Scope and Topics of Interest
Synthesis from formal specifications is a research field with a broad range of methods and applications. Recent years have seen an increased interest in synthesis methods in general, and their practical application in particular. The Workshop on Synthesis aims to bring together researchers working on different aspects of formal synthesis.
The SYNT workshop aims to bring together researchers interested in the broad area of synthesis of computing systems. It fosters the development of frontier techniques in automating the development of computing systems and is inclusive in its interpretation of the term synthesis:
- Contributions of interest include: algorithms, complexity and decidability analysis, as well as reproducible heuristics, implemented tools, benchmark descriptions, and experimental evaluation.

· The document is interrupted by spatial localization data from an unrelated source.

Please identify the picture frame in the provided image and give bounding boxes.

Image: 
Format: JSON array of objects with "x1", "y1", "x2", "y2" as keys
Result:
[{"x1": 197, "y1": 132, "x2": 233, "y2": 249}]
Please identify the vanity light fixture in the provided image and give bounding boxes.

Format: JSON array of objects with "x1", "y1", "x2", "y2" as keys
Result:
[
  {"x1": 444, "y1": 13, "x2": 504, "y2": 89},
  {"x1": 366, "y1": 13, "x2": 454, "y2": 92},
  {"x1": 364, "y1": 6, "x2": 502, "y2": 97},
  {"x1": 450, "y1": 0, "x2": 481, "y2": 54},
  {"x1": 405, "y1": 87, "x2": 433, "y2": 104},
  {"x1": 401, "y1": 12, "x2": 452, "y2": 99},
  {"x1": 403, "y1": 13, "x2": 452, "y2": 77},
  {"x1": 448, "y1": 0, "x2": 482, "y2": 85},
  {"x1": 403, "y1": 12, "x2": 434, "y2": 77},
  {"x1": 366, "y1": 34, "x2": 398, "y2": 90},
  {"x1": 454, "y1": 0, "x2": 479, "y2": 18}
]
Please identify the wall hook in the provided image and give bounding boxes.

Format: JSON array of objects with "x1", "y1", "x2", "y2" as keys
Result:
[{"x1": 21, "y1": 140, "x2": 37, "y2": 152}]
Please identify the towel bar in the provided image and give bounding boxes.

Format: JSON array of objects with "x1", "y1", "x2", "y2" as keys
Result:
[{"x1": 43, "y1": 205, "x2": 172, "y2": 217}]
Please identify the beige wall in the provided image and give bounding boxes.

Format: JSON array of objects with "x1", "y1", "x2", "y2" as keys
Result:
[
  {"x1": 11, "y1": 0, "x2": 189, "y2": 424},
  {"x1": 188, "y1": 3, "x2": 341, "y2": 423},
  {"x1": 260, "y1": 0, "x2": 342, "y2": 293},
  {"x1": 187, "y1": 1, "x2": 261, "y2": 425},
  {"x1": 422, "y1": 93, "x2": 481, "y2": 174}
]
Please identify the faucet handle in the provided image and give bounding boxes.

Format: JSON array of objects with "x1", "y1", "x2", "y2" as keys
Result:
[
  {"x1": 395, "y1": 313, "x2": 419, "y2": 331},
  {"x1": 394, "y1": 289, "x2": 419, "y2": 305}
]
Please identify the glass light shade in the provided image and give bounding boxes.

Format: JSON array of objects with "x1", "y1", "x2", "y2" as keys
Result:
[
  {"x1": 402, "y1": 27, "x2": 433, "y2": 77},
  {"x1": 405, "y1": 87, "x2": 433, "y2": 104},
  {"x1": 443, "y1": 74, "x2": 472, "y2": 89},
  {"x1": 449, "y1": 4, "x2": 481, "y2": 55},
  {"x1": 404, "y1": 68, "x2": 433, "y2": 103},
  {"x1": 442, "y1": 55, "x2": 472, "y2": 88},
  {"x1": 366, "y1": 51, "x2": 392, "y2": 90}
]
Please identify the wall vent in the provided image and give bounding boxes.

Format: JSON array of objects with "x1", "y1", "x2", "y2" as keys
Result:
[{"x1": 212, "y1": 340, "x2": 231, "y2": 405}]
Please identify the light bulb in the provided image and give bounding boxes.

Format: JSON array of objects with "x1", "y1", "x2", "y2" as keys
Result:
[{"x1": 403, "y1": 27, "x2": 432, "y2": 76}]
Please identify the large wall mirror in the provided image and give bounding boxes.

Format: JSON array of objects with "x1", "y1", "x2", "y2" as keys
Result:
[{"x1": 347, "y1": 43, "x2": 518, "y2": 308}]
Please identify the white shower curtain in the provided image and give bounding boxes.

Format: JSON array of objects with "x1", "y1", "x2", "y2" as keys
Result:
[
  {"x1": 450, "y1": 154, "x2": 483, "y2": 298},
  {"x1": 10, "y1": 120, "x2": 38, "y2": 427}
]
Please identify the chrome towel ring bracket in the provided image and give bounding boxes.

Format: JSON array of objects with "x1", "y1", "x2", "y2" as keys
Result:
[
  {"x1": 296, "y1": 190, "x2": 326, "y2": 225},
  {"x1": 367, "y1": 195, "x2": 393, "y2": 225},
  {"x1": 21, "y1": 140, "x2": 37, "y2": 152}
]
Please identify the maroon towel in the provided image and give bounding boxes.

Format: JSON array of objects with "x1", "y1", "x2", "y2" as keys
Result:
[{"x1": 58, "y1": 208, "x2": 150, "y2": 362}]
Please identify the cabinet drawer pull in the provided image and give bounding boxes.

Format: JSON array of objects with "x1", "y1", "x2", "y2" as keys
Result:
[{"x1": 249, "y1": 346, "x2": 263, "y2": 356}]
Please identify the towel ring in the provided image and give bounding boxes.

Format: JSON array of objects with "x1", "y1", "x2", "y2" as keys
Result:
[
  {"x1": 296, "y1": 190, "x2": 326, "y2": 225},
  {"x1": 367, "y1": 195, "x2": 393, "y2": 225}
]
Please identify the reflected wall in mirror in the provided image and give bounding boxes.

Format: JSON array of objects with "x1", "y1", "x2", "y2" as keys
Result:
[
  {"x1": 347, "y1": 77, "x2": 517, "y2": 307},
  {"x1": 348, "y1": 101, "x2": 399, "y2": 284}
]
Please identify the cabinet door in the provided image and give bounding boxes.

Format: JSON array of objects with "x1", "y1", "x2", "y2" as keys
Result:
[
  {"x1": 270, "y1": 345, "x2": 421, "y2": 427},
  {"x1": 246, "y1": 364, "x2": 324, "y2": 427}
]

- Computation models include functional, reactive, hybrid and timed systems.
- Application domains include software, hardware, embedded, and cyberphysical systems. Identifying, formalizing, and evaluating synthesis in particular domains is encouraged.
- Of interest are approaches that explore alternative development methods, as well as approaches that improve upon the automation of design, compilation, and optimization techniques currently in widespread use. All appropriate underlying methods are of interest, including above formal methods and techniques that build upon computer-aided verification, but also machine learning and data mining techniques.
- All formalizable forms of specifications of potential practical interest are considered, including contracts, temporal logic specifications, quantitative objectives, partial systems, and (possibly symbolic) input/output examples.
- Of great interest is understanding and productively making use of relationships between synthesis and related topics such as inductive programming, repair, fault localization, testing, discovery (synthesis) of inductive invariants, parameter optimization, constraint solving, theorem proving (including SMT, superposition-based, inductive, and higher-order theorem proving, as well as automated generation of lemmas and knowledge discovery).
- The synthesis workshop hosts two competitions on synthesis tools, the reactive synthesis competition and the syntax-guided synthesis competition. Contributions elaborating on tools and benchmarks submitted to these competitions are encouraged.